In de natuurfilms van Hugo van Lawick zijn dieren net mensen. De olifanten, tijgers, gnoes en hyena's groeten elkaar, worden verliefd, en rouwen. Voor baron Van Lawick, die zondag in de Tanzaniaanse stad Dar es Salaam op 65-jarige leeftijd overleed aan een longemfyseem, waren de humane trekjes van zijn hoofdrolspelers normaal. 'Als je in de evolutie gelooft, dan komen mensenlijke emoties toch niet nergens vandaan?'
De van oorsprong Nederlandse
fotograaf en cineast Hugo van Lawick (Soerabaja, 1937) maakte veertig films en
zeven boeken. Drie jaar geleden stopte hij met werken - zijn rug kon de zware
filmcamera's niet meer dragen en zijn longen waren beschadigd door stofwolken en
sigaretten.
Camp Ndutu, het tentenkamp in het Tanzaniaanse natuurpark
Serengeti dat dertig jaar zijn thuisbasis was, brak Van Lawick in 1998 af, nadat
hij zijn zwanenzang Serengeti Symphony had afgerond. Deze productie werd
evenals The Leopard Son in de bioscopen uitgebracht, wat voor een natuurfilm
ongebruikelijk is.
Tijdens zijn loopbaan kreeg Van Lawick veel onderscheidingen. Hij won acht Emmy Awards en prins Bernhard benoemde hem tot officier in de Orde van de Gouden Ark, de hoogste onderscheiding voor natuurbeschermers.

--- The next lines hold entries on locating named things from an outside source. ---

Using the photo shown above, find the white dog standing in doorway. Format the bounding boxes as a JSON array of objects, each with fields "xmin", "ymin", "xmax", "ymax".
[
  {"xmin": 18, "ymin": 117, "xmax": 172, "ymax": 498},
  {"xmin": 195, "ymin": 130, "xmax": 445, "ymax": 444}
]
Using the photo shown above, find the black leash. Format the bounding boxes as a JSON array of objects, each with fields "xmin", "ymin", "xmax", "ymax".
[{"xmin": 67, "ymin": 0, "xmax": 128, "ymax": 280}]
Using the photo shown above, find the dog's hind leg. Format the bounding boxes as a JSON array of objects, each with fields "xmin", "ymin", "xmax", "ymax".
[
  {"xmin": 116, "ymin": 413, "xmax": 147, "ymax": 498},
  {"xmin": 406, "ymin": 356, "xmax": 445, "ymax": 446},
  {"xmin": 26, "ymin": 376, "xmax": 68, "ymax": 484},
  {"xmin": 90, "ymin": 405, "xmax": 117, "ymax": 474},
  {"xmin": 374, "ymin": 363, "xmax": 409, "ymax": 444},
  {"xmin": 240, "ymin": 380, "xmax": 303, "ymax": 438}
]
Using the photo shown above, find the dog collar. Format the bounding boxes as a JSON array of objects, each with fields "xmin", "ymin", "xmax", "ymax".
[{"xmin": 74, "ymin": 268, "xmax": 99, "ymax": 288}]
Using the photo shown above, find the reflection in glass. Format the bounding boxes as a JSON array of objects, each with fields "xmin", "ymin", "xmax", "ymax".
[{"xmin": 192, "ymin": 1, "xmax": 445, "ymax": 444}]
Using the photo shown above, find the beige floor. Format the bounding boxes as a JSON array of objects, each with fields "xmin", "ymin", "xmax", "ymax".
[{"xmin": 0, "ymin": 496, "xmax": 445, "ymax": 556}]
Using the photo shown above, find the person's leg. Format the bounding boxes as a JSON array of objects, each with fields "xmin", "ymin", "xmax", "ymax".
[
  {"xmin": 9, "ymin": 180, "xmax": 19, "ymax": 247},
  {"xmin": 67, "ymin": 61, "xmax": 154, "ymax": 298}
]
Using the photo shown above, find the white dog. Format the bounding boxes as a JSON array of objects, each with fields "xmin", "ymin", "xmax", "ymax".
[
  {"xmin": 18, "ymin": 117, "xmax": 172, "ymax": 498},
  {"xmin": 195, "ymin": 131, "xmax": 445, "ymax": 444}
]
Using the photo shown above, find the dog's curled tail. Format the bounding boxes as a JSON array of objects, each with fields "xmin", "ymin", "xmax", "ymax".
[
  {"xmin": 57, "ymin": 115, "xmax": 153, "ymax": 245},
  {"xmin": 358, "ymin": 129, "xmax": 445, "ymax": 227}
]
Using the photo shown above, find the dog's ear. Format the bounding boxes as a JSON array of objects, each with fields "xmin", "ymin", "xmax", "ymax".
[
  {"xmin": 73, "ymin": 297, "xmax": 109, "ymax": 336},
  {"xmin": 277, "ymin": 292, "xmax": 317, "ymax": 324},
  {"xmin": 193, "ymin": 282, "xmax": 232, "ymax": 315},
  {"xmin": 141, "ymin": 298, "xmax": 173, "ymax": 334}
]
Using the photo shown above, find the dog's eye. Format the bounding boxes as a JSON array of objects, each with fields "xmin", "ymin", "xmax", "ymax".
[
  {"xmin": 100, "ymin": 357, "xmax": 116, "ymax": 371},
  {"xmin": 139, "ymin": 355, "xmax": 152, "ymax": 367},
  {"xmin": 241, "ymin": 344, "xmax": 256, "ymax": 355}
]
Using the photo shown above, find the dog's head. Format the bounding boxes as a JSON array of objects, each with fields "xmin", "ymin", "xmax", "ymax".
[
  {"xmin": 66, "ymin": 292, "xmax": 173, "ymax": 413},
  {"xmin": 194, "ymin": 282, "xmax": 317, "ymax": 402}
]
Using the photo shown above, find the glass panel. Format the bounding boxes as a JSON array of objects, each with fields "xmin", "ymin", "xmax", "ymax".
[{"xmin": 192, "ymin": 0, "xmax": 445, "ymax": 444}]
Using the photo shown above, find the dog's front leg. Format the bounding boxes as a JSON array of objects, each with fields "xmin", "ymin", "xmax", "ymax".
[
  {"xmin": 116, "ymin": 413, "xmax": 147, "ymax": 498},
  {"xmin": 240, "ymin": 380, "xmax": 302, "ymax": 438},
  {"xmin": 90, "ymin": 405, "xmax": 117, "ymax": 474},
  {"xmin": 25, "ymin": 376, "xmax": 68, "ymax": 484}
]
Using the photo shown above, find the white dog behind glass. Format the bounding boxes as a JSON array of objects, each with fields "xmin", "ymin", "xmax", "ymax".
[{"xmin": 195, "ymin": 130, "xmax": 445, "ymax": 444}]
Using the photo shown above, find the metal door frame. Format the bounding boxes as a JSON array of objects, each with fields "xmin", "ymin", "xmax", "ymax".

In zijn boek Among Predators and Prey vertelt Van Lawick hoe hij in 1959 op 22-jarige leeftijd naar Tanzania reisde om natuurfilms te gaan maken. Hij begon bij het echtpaar Armand en Michaela Denis, dat voor de tv-serie Luipaard op schoot assistentie nodig had. Twee jaar later maakte hij een film over een groep chimpansees, die door primatologe Jane Goodall, later zijn echtgenote, werd bestudeerd. In zijn beste dagen beschikte Van Lawick in zijn tentenkamp over 15 filmmakers en 30 man personeel.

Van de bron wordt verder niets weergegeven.